Theorem: Let $(X,\tau_X)$ and $(Y,\tau_Y)$ be two topological spaces and let $\tau_{X\times Y}$ be the product topology on $X\times Y$. If $\mathscr{B}_X$, $\mathscr{B}_Y$ and $\mathscr{B}_{X\times Y}$ are the corresponding Borel $\sigma$--algebras, then $\mathscr{B}_X\otimes\mathscr{B}_Y\subset\mathscr{B}_{X\times Y}$. Equality holds if both $X$ and $Y$ are second countable.
Here is a short proof:
As the map $p_X:(x,y)\mapsto x$ is continuous on $(X\times Y,\tau_{X\times Y})$, $\{A\times Y: A\in\mathscr{B}_X\}\subset \mathscr{B}_{X\times Y}$. Similarly, using $p_Y:(x,y)\mapsto y$ instead, we obtain that $\{X\times B: B\in\mathscr{B}_Y\}\subset\mathscr{B}_{X\times Y}$. Therefore, $\mathscr{B}_X\otimes\mathscr{B}_Y\subset\mathscr{B}_{X\times Y}$.
If $\tau_X$ and $\tau_Y$ have countable bases $\mathcal{B}_X$ and $\mathcal{B}_Y$ respectively, then $\mathcal{T}=\{U\times V: U\in \mathcal{B}_X,\, V\in\mathcal{B}_Y\}$ is a countable base for $\tau_{X\times Y}$. It follows that $\tau_{X\times Y}\subset \sigma(\mathcal{T})= \mathscr{B}_X\otimes\mathscr{B}_Y$.
To give some perspective in the case of the OP I will make use of the following result:
For any set $A\subset X\times Y$, let $A_x=\{y\in Y:(x,y)\in A\}$, and $A^y=\{x\in X: (x,y)\in A\}$.

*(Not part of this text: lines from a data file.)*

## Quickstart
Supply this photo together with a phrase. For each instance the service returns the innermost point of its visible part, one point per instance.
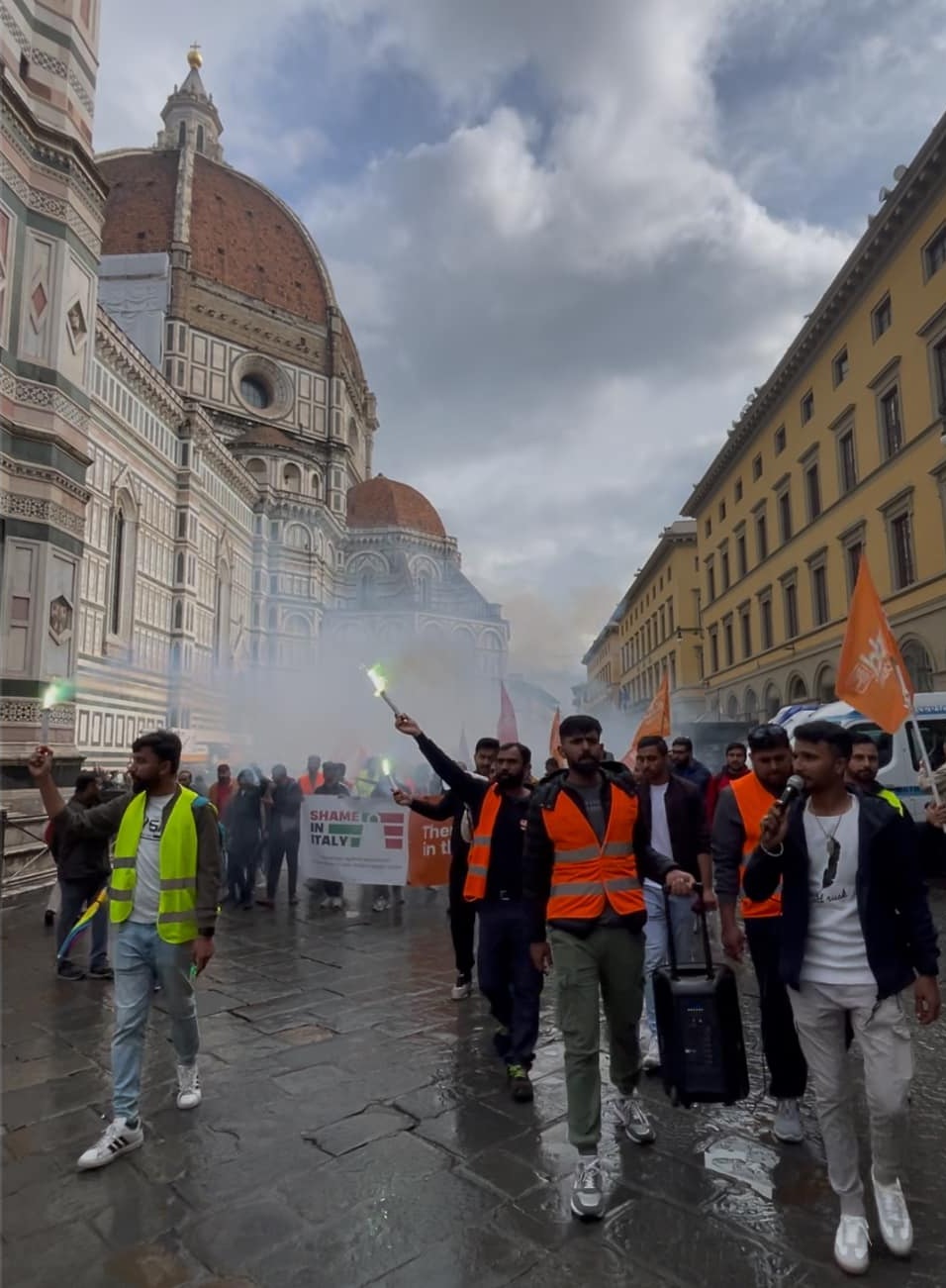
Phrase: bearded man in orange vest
(587, 851)
(508, 978)
(736, 831)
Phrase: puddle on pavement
(744, 1160)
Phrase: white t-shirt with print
(146, 891)
(834, 952)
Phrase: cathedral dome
(239, 234)
(381, 503)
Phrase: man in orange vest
(508, 978)
(587, 852)
(736, 830)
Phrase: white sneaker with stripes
(116, 1140)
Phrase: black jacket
(893, 902)
(539, 851)
(686, 820)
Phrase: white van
(899, 761)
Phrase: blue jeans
(506, 975)
(141, 958)
(655, 952)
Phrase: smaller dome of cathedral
(382, 503)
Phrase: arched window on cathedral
(118, 572)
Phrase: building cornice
(925, 172)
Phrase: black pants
(506, 975)
(240, 869)
(462, 915)
(787, 1068)
(282, 845)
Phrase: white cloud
(564, 299)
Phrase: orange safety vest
(480, 846)
(587, 873)
(754, 801)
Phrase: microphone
(793, 790)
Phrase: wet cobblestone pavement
(355, 1130)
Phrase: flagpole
(920, 743)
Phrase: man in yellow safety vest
(163, 897)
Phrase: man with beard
(735, 835)
(162, 904)
(587, 851)
(508, 976)
(462, 914)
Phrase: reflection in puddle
(744, 1160)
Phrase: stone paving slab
(356, 1130)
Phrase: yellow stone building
(839, 453)
(654, 628)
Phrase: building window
(741, 556)
(791, 606)
(940, 377)
(901, 550)
(766, 620)
(891, 423)
(934, 253)
(882, 317)
(847, 461)
(745, 628)
(786, 516)
(818, 594)
(119, 552)
(761, 536)
(255, 392)
(812, 487)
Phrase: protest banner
(353, 840)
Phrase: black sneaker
(520, 1086)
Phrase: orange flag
(553, 740)
(872, 675)
(506, 731)
(656, 720)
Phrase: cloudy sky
(569, 235)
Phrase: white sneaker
(116, 1140)
(852, 1244)
(633, 1120)
(587, 1193)
(787, 1125)
(188, 1086)
(462, 988)
(894, 1218)
(651, 1055)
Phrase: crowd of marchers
(591, 876)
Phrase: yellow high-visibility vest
(176, 923)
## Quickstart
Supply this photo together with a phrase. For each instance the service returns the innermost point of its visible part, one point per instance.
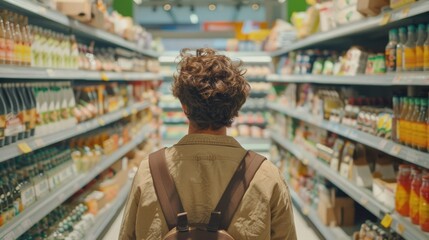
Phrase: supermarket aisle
(304, 231)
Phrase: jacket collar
(208, 139)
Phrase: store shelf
(13, 150)
(417, 79)
(362, 26)
(29, 73)
(384, 145)
(407, 229)
(41, 11)
(336, 233)
(45, 205)
(107, 214)
(361, 195)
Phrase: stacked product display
(358, 117)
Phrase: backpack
(172, 208)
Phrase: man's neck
(194, 130)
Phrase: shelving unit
(399, 79)
(384, 145)
(13, 150)
(359, 27)
(105, 217)
(33, 8)
(361, 195)
(33, 74)
(327, 232)
(45, 205)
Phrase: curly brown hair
(211, 86)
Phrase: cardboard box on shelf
(77, 9)
(371, 7)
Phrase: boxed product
(371, 7)
(78, 9)
(384, 191)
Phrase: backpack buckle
(182, 222)
(214, 222)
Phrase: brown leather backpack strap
(165, 188)
(237, 187)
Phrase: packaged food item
(403, 188)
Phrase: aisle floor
(304, 231)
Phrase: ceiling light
(212, 6)
(167, 7)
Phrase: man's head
(211, 87)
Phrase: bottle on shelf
(421, 38)
(391, 51)
(424, 204)
(410, 50)
(416, 183)
(403, 187)
(400, 49)
(426, 50)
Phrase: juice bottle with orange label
(415, 194)
(424, 204)
(403, 187)
(410, 50)
(421, 38)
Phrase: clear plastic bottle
(410, 50)
(391, 51)
(421, 38)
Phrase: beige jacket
(201, 166)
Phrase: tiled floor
(304, 231)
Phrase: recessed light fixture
(212, 6)
(167, 7)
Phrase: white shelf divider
(384, 145)
(13, 150)
(30, 216)
(33, 73)
(367, 24)
(105, 217)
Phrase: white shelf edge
(311, 213)
(361, 26)
(62, 19)
(103, 220)
(12, 150)
(390, 79)
(19, 225)
(16, 72)
(381, 144)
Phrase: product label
(419, 57)
(410, 59)
(402, 199)
(28, 196)
(41, 187)
(13, 125)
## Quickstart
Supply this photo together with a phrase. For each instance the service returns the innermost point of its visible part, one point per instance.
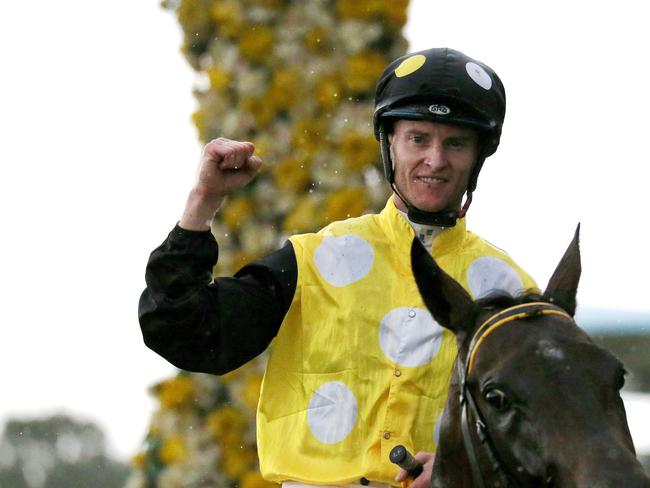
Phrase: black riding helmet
(440, 85)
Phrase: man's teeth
(431, 179)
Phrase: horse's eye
(497, 399)
(621, 379)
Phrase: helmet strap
(468, 202)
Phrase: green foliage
(57, 452)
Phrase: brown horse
(534, 402)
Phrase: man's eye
(456, 143)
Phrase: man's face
(433, 163)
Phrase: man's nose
(435, 155)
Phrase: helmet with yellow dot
(441, 85)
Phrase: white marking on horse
(550, 350)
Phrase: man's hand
(424, 480)
(225, 167)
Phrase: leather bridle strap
(511, 314)
(467, 401)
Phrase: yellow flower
(345, 203)
(174, 450)
(227, 425)
(270, 4)
(219, 78)
(176, 392)
(251, 391)
(192, 15)
(253, 479)
(285, 89)
(362, 71)
(200, 122)
(308, 136)
(256, 42)
(237, 212)
(316, 38)
(236, 460)
(359, 9)
(358, 150)
(306, 216)
(291, 174)
(261, 110)
(139, 460)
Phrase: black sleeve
(212, 327)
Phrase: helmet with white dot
(441, 85)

Lemma: Let $(X\times Y,\mathcal{A}\otimes\mathcal{B})$ be the product space of the measurable spaces $(X,\mathcal{A})$ and $(Y,\mathcal{B})$. For any $C\in\mathcal{A}\otimes\mathcal{B}$, the collection of sections $\{C_x:x\in X\}$ has at most the cardinality of the continuum. In particular, if $\Delta=\{(x,x): x\in X\}\in \mathcal{A}\otimes\mathcal{A}$, then $X$ has at most the cardinality of the continuum.
Here is a short proof:
There exists a sequence $\mathscr{S}=\{A_n\times B_n: A_n\in\mathcal{A},\,B_n\in\mathcal{B}\}$ such that $C\in\sigma(\mathscr{S})$. Let $F:X\rightarrow\{0,1\}^\mathbb{N}$ and $G:X\rightarrow\mathcal{P}(X)$ be the maps given by $x\mapsto(\mathbb{1}_{A_n}(x):n\in\mathbb{N})$, and $x\mapsto C_x$ respectively. If $F(x_1)=F(x_2)$, then the collection $\mathcal{D}\subset X\times X$ for which $D_{x_1}=D_{x_2}$ is a $\sigma$--algebra that contains $\mathscr{S}$ and so, $C_{x_1}=C_{x_2}$. Thus, there is a unique surjective function $h:F(X)\rightarrow G(X)$ such that $G=h\circ F$. For each $C_x$, choose $\boldsymbol{a}\in h^{-1}(C_x)$ (here we use the Axiom of choice). This defines a one--to--one map from $\{C_x:x\in X\}$ and a subset of $\{0,1\}^\mathbb{N}$. Hence $\{C_x:x\in X\}$ has at most the cardinality of the continuum.
The last statement follows from the fact that $\Delta_x=\{x\}$ for each $x\in X$.
Example: If $(S,\rho)$ is a metric space whose cardinality is larger than that of the continuum (thus, it can't be separable), then $\mathscr{B}(S)\otimes\mathscr{B}(S)\neq \mathscr{B}(S\times S)$. The diagonal $\Delta$ is a closed subset of $S\times S$ and so, $\Delta\in\mathscr{B}(S\times S)$; however, $\Delta\notin\mathscr{B}(S)\otimes\mathscr{B}(S)$.
As for measurability of functions that take values on a general metric space we have the following result:
Theorem: Suppose $(\Omega,\mathscr{F},\mu)$ is a measure space, and $(S,\rho)$ is a metric space. If $f:\Omega\rightarrow S$ is Borel measurable and $f(\Omega)$ is separable, then $f\in\mathscr{M}_S(\mu^*)$ ($\mu^*$ is the minimal extension of $\mu$ to a complete measure on a $\sigma$--algebra $\mathscr{M}_S(\mu^*)$ that contains $\mathscr{F}$ as in Carathéodory's extension theorem).
The proof requires a slightly more general notion of measurability and one approach uses uniformities. I will skip the details that although not difficult, are rather technical.